Scott has said a couple of times that this is a bit unusual and that he learns something all the time. I suppose I have learned some things, too. First, chickens are way easier than cows. Second, cows are not stupid. They may be pretty simple animals, but they aren’t stupid. They know how to get out of that electric fence and they know how to get through the rusty barbed-wire fence, too. They did it once and then they remembered. Third, size is unimportant. Just because the cows are big does not mean that they are not scared of animals smaller than them. And despite their size, they are quite nimble. One of those cows jumped over a fence! I don’t even think she was scared, I think she was just following the one who was scared. Fourth, I know nothing about cows so I need to relax and be patient and learn. I need to watch Scott and let him teach us instead of thinking I can try something. I should also have listened to my own instincts. I KNEW those cows were not OK with Aidan and I still took him up the hill with me.

Anyway, here is a picture of the one that didn’t bolt on Saturday. Aidan and I got pretty close to her, close enough that Aidan took some of these pictures. She was fine, so I am sure it is the other one who is scared of him for some reason. The funny thing is that the one who is so scared is the one that the Cow People called Sweetie Pie. Scott got a good laugh about that name since she ran off Saturday. She also kicked the crap out of the Cow People’s Son when he tried to get her out of the truck and inside the fence.

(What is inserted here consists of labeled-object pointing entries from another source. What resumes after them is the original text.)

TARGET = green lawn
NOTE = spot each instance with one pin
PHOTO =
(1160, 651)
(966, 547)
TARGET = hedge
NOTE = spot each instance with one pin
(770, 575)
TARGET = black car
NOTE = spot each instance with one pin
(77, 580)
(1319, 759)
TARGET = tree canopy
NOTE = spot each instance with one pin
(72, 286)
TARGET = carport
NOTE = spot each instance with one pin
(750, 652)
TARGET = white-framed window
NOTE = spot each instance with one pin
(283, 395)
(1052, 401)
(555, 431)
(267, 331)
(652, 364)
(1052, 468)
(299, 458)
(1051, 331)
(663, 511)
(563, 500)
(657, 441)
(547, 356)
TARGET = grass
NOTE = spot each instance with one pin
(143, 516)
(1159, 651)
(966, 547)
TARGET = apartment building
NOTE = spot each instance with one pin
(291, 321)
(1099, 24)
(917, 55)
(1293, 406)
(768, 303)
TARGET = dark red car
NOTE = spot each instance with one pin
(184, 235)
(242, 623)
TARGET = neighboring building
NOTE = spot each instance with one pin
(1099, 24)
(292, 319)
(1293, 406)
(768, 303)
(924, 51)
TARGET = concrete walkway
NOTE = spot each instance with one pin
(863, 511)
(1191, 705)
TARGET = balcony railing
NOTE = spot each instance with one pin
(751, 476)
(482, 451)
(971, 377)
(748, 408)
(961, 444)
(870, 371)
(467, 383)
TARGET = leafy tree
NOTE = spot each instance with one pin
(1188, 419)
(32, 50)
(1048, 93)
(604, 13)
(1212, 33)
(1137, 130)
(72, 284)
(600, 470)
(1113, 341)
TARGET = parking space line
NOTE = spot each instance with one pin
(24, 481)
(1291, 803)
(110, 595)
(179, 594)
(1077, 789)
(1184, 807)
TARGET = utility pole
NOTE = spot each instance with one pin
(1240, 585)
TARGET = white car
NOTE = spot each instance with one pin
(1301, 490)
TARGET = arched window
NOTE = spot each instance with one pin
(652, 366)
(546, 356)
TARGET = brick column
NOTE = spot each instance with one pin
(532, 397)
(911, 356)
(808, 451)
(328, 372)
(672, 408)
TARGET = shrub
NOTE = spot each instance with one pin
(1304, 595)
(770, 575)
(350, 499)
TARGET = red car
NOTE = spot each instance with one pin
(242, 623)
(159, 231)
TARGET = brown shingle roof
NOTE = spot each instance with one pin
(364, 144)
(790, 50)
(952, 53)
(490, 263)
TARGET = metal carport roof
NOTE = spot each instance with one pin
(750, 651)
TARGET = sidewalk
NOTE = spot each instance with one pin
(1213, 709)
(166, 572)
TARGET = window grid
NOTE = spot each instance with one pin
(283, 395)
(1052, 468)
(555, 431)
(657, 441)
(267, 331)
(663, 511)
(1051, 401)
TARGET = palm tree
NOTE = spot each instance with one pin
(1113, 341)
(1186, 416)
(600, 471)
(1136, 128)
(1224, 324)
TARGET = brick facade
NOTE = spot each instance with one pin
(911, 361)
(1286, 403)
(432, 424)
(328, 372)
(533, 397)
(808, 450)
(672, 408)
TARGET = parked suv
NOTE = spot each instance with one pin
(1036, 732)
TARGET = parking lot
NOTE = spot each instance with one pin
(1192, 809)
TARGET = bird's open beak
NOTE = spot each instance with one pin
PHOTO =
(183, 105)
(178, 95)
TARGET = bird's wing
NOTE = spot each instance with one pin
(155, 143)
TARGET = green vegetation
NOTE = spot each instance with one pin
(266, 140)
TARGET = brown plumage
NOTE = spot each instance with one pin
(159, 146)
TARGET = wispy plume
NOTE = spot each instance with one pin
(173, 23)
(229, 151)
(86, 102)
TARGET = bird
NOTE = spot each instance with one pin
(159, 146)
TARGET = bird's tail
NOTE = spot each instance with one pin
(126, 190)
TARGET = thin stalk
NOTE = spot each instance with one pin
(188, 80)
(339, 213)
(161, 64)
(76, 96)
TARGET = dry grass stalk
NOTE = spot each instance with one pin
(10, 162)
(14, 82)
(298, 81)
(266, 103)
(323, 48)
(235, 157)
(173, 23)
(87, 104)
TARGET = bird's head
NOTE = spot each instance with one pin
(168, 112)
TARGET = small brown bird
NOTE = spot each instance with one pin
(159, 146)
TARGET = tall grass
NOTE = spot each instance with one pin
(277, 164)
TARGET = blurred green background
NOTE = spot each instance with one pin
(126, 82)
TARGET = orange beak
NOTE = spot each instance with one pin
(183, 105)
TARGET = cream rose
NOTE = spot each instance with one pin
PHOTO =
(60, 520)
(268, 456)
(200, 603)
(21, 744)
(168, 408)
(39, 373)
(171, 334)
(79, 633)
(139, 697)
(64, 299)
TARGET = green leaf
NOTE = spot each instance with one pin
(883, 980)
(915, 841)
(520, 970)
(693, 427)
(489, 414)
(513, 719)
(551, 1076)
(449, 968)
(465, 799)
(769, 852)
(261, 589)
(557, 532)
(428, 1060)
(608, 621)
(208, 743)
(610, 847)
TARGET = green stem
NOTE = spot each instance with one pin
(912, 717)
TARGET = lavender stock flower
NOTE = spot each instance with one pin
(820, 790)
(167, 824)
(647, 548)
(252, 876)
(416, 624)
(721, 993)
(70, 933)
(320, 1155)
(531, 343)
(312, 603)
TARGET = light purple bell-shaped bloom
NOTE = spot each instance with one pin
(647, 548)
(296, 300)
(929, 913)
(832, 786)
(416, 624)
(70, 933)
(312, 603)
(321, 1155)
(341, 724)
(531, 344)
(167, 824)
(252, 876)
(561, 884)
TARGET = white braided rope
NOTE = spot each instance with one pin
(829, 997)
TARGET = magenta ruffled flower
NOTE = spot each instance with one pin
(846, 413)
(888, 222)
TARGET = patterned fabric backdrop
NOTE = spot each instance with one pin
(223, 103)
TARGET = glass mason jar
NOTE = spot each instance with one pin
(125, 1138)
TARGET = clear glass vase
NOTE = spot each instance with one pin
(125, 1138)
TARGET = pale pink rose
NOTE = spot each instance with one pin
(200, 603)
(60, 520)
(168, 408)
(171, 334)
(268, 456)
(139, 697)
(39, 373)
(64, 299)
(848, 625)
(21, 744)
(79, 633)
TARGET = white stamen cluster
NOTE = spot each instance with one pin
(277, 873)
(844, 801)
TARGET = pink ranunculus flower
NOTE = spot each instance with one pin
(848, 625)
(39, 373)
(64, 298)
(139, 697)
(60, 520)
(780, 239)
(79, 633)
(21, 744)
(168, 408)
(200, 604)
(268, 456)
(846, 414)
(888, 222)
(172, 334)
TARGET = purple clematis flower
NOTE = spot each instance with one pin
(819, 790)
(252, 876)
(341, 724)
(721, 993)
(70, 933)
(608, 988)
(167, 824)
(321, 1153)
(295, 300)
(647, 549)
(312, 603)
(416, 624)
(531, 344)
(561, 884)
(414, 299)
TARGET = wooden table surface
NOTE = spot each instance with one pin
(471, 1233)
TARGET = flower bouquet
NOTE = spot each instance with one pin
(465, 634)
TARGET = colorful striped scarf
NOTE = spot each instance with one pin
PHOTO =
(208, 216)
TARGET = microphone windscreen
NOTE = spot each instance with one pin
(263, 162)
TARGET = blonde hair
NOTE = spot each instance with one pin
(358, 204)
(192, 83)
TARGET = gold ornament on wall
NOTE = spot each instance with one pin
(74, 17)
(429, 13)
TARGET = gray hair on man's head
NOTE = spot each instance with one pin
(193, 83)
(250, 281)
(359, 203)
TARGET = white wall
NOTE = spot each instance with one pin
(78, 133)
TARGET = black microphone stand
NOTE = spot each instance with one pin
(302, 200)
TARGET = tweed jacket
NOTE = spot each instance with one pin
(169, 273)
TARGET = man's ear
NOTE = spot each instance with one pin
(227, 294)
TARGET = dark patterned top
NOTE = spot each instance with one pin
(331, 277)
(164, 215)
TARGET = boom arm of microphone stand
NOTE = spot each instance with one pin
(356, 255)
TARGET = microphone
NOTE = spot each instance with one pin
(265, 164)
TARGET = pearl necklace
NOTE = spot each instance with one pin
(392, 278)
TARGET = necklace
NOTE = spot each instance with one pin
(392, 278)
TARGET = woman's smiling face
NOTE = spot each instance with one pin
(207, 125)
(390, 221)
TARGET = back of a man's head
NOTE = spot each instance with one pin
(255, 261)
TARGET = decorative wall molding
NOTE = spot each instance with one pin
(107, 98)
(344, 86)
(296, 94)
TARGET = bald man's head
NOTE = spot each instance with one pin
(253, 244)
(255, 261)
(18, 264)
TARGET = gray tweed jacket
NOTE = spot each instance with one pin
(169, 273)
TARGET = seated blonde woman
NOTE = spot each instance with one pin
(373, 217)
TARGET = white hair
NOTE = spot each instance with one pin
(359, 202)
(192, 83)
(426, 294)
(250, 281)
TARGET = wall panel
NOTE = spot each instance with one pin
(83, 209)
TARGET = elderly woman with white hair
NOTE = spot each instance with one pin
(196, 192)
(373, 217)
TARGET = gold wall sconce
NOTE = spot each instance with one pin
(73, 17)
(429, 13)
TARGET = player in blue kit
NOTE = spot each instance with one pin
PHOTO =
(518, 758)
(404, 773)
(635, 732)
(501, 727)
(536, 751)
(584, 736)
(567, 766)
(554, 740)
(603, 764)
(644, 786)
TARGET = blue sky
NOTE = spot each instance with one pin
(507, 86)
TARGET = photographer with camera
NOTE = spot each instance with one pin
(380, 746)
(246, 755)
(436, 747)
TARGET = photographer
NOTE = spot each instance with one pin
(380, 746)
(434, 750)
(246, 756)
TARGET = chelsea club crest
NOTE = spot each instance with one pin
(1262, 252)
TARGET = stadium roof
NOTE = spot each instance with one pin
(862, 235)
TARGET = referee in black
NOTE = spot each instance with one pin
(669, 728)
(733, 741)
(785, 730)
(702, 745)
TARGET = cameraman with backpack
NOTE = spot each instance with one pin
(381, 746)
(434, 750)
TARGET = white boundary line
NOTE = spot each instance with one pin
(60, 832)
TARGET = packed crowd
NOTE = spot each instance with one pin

The good part of the day is that I met some other neighbors and they all seemed understanding and said they would watch out for our cows. They didn’t seem surprised or annoyed at all. I even met an Amish neighbor that lives right by the neighbor behind us (the one who came over to complain) and she was very understanding and mentioned that sometimes their horses get out onto his land and he’s not very happy about that. So, maybe he’s just a big grump. He did help the other day, so I should be grateful for that.

I’ll be happier when the cows are back and I can look back and laugh about this experience, that’s for sure!

Those darn cows

April 20, 2009

OK, the cows are out again. I took Aidan up the hill with me to check on them again today and they saw him and got spooked. One went under the electric fence, one went over. They are off in the neighbor’s land and Scott the Farmer has to call and cancel a semi coming to get his organic wheat, which he has been trying to arrange for some time, I’m sure.

The neighbor who helped us the other day came over to basically yell at me because our livestock are on his property again. He called our farmer an idiot for not improving the barbed-wire fence and said we’re going to need an ATV to get them out of his timber. This was the first time I met him, so I was polite and pleasant and apologetic. I explained to him the steps we’ve taken already: changing out the fence charger to increase the amps, testing the voltage daily. I told him what we are planning on doing to keep the cows on our property: repairing some of the barbed-wire, which he said will cost lots of money because it’s older than me, totally rusted, and will not hold the cows back at all and introducing the cows to the kids slowly.

Nonetheless, he was upset because none of the previous owners had livestock and now we have it and are causing him problems. Though part of me doesn’t see how it’s causing him problems as his fields aren’t plowed or planted yet, so it’s not as if the cows are tearing up his fields. Right now, as far as I know, they are in his woods grazing and not hurting a thing. However, I also understand that it’s not fun to see some cows on your land when you don’t have cows of your own. So I can understand his upset, but would have preferred not to be yelled at and basically called an idiot. Looking on the bright side, at least we met another neighbor.